AC/DC were a huge part of my early teenage years. For Those About To Rock was one of the first pieces of vinyl that I bought as a 12 year old boy, and it ignited a fire in me...calling me to the darker and heavier side of music. So when it was announced that Malcolm Young was suffering from dementia, among other health issues, and was retiring from AC/DC, it was tough news to hear.

With Malcolm's blessing, the band soldiered on to record and release AC/DC's 15th album, Rock Or Bust.

I haven't bought a new AC/DC album on vinyl since purchasing For Those About To Rock almost 33 years ago. While I have the entire catalog on CD, my vinyl collection is weak. With the cool 3-D cover, I knew that vinyl was the only way to go with this new album.

With Malcolm out of the picture, I didn't have high expectations for the new album. While I enjoy all of AC/DC's records, they haven't really done anything that has stuck with me since 1983's Flick Of The Switch.
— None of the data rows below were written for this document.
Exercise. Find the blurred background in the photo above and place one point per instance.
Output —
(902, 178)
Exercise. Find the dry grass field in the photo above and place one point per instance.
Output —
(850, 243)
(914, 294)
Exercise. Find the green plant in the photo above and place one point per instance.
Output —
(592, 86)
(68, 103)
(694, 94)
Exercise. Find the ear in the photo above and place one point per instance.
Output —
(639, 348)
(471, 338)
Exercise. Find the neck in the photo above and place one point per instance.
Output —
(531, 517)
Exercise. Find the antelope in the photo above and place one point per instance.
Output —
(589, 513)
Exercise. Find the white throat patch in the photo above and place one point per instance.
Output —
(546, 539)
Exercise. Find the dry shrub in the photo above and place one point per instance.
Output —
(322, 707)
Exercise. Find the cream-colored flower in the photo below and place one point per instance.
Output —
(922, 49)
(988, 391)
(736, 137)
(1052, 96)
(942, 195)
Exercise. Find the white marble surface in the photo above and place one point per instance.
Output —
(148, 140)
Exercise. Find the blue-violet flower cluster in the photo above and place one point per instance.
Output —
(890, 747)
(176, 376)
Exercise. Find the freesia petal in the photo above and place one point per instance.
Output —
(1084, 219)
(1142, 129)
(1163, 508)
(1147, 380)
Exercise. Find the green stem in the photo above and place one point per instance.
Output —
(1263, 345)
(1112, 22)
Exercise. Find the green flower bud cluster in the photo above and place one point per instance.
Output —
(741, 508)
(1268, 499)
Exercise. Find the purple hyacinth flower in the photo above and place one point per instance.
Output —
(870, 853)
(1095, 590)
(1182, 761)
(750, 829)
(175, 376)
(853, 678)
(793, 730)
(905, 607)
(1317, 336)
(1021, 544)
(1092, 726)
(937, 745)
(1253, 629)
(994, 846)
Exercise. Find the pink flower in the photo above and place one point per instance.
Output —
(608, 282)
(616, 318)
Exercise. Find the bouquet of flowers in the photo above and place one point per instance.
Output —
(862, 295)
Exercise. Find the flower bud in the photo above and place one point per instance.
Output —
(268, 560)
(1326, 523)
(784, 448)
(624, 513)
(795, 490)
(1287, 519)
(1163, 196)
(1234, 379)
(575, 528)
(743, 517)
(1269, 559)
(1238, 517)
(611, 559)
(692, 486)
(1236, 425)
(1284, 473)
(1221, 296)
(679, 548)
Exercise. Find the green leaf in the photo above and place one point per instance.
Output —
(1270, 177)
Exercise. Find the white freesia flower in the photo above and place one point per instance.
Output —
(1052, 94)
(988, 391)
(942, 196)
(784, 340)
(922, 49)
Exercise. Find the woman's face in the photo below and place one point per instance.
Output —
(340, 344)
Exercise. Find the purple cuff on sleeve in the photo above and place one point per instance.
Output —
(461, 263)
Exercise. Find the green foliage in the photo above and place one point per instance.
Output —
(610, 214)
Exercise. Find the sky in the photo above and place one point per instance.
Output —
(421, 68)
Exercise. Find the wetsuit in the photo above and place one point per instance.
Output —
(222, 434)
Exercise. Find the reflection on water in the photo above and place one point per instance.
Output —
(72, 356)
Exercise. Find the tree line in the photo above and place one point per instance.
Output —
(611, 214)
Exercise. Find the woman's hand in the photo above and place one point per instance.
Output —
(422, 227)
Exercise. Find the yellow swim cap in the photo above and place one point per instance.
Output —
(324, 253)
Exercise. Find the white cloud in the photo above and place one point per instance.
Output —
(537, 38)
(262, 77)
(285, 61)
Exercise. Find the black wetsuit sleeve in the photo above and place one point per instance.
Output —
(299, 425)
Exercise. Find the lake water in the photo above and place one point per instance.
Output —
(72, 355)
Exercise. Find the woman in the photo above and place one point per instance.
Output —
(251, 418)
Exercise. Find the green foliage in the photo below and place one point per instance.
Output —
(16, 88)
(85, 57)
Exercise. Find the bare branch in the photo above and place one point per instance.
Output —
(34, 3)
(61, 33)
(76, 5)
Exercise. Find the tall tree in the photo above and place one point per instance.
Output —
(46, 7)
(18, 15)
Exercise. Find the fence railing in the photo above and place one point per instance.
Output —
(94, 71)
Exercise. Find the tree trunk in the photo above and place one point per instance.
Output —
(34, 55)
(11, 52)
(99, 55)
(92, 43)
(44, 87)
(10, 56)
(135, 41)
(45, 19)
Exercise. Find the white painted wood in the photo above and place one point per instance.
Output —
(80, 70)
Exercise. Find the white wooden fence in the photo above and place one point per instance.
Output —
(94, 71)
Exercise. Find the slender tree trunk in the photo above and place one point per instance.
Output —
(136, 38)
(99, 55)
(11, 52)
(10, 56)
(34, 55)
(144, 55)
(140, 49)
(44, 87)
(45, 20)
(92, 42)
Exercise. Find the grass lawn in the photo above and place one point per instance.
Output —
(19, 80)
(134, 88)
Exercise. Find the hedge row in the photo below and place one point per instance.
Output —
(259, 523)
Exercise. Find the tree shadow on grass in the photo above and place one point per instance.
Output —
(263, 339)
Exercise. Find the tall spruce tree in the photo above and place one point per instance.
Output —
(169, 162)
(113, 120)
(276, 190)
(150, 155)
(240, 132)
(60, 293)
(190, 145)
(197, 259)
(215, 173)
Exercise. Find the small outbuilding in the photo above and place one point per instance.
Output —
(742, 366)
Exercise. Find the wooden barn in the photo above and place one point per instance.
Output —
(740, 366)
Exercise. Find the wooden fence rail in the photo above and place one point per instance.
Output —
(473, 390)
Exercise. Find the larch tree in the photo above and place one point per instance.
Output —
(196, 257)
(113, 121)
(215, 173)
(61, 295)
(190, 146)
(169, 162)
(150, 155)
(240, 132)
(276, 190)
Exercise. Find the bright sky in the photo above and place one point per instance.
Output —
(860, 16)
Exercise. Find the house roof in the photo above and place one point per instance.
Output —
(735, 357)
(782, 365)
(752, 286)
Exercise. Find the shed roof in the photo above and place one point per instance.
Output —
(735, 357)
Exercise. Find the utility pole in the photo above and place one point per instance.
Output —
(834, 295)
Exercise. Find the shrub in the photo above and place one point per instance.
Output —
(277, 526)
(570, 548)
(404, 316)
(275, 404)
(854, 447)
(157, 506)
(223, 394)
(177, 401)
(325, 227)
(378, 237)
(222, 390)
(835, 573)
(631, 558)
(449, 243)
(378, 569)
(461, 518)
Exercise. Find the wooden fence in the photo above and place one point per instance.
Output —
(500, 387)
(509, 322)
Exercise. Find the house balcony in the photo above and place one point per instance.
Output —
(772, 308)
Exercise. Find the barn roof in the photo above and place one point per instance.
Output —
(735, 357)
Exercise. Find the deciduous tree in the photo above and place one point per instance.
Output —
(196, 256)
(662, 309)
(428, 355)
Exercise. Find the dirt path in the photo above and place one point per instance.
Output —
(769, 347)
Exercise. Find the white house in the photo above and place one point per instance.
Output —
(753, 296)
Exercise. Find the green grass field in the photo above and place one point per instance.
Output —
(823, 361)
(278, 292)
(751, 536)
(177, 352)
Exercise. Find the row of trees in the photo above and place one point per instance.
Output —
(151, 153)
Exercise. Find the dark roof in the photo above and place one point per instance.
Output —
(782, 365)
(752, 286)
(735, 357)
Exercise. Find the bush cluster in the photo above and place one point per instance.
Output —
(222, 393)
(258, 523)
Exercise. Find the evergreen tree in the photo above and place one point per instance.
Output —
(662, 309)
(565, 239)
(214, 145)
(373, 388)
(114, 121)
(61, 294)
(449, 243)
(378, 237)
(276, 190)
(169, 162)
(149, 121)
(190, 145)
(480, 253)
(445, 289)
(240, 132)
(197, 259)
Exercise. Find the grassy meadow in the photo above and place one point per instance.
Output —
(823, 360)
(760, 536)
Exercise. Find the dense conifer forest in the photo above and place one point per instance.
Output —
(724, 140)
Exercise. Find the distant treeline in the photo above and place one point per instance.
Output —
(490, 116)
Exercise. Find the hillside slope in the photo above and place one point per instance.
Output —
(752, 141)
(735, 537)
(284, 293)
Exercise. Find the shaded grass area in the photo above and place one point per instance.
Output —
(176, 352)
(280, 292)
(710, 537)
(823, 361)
Sure, Rock Or Bust isn't going to crack any Top 10 lists for favorite AC/DC albums, but I'll be damned if I don't find it surprisingly good...really good. There is some guitar work on here that surprised me...and when it comes to AC/DC you don't get many surprises, so it was quite refreshing...and at 35 minutes, the band gives you an album that doesn't lose your attention.

Great packaging...solid album, for what could very well be the band's last.